17 Ende streckt haer van Noorden, ende gaet uyt te En-Semes van daer gaet sy uyt nae Geliloth, welcke is tegen over den opganck nae Adummim: ende sy gaet af aen den steen Bohan des soons Ruben.
18 Ende gaet door ter zijden tegen over Araba nae ’t Noorden, ende gaet af te Araba.

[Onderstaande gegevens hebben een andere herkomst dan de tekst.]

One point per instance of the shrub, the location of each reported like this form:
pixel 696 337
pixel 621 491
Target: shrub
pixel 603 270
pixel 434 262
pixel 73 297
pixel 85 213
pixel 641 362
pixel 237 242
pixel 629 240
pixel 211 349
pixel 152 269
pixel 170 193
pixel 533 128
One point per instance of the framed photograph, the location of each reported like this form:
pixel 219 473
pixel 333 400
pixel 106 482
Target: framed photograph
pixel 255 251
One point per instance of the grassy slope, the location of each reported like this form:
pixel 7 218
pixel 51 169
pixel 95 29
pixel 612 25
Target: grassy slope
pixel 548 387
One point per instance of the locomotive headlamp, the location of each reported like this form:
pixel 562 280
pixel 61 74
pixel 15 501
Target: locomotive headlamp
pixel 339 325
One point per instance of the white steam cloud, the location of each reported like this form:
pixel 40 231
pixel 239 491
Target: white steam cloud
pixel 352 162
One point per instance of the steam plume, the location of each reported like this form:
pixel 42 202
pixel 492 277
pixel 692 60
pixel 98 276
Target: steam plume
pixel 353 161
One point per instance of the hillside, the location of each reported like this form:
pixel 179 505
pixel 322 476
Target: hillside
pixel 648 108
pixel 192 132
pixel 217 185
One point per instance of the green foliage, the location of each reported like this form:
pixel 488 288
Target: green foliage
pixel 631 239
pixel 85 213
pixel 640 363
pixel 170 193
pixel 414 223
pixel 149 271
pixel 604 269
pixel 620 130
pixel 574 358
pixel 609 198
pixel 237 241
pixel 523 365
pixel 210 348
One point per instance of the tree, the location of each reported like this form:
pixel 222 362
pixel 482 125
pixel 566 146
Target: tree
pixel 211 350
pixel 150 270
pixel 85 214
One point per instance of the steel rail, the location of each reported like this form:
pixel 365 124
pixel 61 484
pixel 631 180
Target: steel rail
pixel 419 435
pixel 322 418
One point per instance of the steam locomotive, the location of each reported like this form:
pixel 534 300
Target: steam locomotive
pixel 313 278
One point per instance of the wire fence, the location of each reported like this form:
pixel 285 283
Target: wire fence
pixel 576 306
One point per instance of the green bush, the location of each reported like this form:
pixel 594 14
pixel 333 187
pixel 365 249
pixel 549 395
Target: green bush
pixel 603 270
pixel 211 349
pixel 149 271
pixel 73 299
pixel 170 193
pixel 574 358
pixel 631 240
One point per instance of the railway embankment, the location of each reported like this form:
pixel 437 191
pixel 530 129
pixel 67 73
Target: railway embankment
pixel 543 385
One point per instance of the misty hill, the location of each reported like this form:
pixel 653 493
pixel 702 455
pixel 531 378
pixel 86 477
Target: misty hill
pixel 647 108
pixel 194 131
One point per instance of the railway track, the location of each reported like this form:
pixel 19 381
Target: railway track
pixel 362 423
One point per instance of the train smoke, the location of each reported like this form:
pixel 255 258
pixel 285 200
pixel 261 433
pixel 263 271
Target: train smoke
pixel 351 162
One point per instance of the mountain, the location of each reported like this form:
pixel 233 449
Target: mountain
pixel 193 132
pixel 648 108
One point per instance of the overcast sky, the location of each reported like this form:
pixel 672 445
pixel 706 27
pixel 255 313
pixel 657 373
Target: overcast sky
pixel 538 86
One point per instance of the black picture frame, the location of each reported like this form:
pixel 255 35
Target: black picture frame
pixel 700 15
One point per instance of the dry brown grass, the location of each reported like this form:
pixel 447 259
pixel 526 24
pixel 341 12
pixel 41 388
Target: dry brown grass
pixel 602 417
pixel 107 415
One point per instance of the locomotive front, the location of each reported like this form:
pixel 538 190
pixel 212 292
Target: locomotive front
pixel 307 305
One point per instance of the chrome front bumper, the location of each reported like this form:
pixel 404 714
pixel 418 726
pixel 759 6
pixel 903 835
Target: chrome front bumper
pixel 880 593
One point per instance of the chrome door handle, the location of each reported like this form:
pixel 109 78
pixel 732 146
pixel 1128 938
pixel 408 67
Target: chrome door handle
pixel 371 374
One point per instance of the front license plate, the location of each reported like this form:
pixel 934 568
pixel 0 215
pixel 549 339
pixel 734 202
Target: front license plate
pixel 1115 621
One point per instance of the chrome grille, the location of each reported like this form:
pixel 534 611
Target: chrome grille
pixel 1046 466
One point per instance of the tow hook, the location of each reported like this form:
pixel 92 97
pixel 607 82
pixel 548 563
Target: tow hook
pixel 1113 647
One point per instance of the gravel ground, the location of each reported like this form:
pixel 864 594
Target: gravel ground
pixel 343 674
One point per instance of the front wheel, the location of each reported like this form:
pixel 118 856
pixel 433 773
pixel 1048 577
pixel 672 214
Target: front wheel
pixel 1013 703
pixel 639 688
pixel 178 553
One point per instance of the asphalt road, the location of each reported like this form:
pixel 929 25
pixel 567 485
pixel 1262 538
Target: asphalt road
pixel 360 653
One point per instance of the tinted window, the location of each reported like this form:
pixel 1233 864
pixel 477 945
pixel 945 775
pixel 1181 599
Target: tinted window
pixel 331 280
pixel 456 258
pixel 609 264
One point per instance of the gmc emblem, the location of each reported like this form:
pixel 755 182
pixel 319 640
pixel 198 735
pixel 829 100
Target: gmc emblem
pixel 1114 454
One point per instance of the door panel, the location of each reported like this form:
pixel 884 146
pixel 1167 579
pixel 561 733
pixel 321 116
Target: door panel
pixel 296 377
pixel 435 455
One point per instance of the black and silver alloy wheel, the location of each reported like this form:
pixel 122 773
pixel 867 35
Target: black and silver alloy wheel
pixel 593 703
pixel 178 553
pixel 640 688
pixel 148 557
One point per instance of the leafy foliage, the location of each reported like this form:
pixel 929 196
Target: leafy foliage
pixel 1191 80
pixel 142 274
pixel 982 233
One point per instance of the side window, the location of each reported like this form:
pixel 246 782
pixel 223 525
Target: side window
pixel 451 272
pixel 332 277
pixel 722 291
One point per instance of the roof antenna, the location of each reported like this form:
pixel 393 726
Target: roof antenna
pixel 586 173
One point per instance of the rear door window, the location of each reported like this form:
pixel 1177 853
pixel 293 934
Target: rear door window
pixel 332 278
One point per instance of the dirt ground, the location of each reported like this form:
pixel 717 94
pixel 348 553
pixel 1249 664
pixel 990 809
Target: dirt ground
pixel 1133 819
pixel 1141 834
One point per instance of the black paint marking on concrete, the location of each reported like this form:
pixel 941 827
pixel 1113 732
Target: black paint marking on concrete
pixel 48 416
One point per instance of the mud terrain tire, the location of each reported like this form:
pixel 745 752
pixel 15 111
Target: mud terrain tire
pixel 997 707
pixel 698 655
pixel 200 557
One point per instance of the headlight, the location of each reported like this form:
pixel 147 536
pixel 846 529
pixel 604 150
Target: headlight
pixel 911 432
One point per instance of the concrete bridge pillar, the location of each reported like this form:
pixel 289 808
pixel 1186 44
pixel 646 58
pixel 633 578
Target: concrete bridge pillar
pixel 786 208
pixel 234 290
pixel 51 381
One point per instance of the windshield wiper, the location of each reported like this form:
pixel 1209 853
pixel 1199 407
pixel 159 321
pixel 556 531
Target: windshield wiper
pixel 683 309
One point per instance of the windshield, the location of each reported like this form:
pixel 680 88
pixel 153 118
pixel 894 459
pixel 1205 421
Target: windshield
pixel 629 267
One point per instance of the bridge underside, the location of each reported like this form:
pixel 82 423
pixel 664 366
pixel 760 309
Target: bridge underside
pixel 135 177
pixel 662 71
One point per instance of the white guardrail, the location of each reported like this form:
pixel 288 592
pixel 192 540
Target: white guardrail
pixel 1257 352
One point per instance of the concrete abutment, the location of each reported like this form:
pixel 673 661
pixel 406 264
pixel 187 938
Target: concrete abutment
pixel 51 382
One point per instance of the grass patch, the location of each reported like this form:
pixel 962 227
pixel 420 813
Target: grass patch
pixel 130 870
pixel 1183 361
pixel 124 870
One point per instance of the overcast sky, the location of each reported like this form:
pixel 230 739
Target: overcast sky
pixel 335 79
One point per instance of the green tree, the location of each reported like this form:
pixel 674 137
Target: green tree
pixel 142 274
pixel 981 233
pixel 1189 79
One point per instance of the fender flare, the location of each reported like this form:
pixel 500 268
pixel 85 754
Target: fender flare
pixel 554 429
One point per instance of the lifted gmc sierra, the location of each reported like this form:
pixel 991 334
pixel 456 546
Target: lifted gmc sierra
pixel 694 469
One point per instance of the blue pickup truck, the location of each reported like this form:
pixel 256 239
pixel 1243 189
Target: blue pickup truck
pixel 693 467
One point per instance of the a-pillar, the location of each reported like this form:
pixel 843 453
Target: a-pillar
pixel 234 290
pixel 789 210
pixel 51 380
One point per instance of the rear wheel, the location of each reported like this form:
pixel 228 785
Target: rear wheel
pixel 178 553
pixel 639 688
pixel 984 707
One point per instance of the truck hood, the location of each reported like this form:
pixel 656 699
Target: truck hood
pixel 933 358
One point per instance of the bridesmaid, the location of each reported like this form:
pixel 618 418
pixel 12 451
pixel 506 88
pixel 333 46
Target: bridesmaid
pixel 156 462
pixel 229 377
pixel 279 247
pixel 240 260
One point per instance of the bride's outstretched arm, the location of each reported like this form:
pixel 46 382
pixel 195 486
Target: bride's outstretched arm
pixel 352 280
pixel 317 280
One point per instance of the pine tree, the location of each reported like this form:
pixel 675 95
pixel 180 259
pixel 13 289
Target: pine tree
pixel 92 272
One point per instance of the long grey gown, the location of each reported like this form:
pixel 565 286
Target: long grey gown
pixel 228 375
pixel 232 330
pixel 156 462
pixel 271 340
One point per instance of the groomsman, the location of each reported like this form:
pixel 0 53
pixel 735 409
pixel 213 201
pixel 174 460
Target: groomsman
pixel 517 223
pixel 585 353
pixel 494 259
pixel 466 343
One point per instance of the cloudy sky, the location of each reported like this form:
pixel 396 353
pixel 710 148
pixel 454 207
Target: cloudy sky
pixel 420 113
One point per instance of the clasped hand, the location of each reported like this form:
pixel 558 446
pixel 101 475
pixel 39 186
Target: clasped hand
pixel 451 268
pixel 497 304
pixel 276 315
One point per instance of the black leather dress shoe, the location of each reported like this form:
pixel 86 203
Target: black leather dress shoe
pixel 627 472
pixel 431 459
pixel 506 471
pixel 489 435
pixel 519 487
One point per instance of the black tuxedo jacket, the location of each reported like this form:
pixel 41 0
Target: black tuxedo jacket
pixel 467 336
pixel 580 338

19 Voorder gaet dese lantpale door aen de zijde van Beth-Hogla Noordwaerts, ende de uytgangen deser lantpale zijn aen de tonge der sout-Zee Noordwaerts, aen het uyterste der Iordane Zuydwaerts: Dit is de Zuyder lantpale.
20 De Iordane nu bepaeltse aen den hoeck nae den Oosten: Dit is het erfdeel der kinderen Benjamins in hare lantpalen rontom, nae hare huysgesinnen.
21 De steden nu der stamme der kinderen Benjamins nae hare huysgesinnen, zijn, Iericho, ende Beth-Hogla, ende Emek Keziz.
22 Ende Beth-Araba, ende Zemaraim, ende Beth-El.
23 Ende Havvim, ende Para, ende Ophra.
24 Ende Cephar-Haammonai, ende Ophni, ende Gaba, twaelf steden, ende hare dorpen.
25 Gibeon, ende Rama, ende Beëroth,
26 Ende Mizpe, ende Chephira, ende Moza,
27 Ende Rekem, ende Iirpeël, ende Tharala,
28 Ende Zela, Eleph, ende Iebusi, (dese is Ierusalem) Gibath, Kiriath, veertien steden, mitsgaders hare dorpen: Dit is het erfdeel der kinderen Benjamins, nae hare huysgesinnen.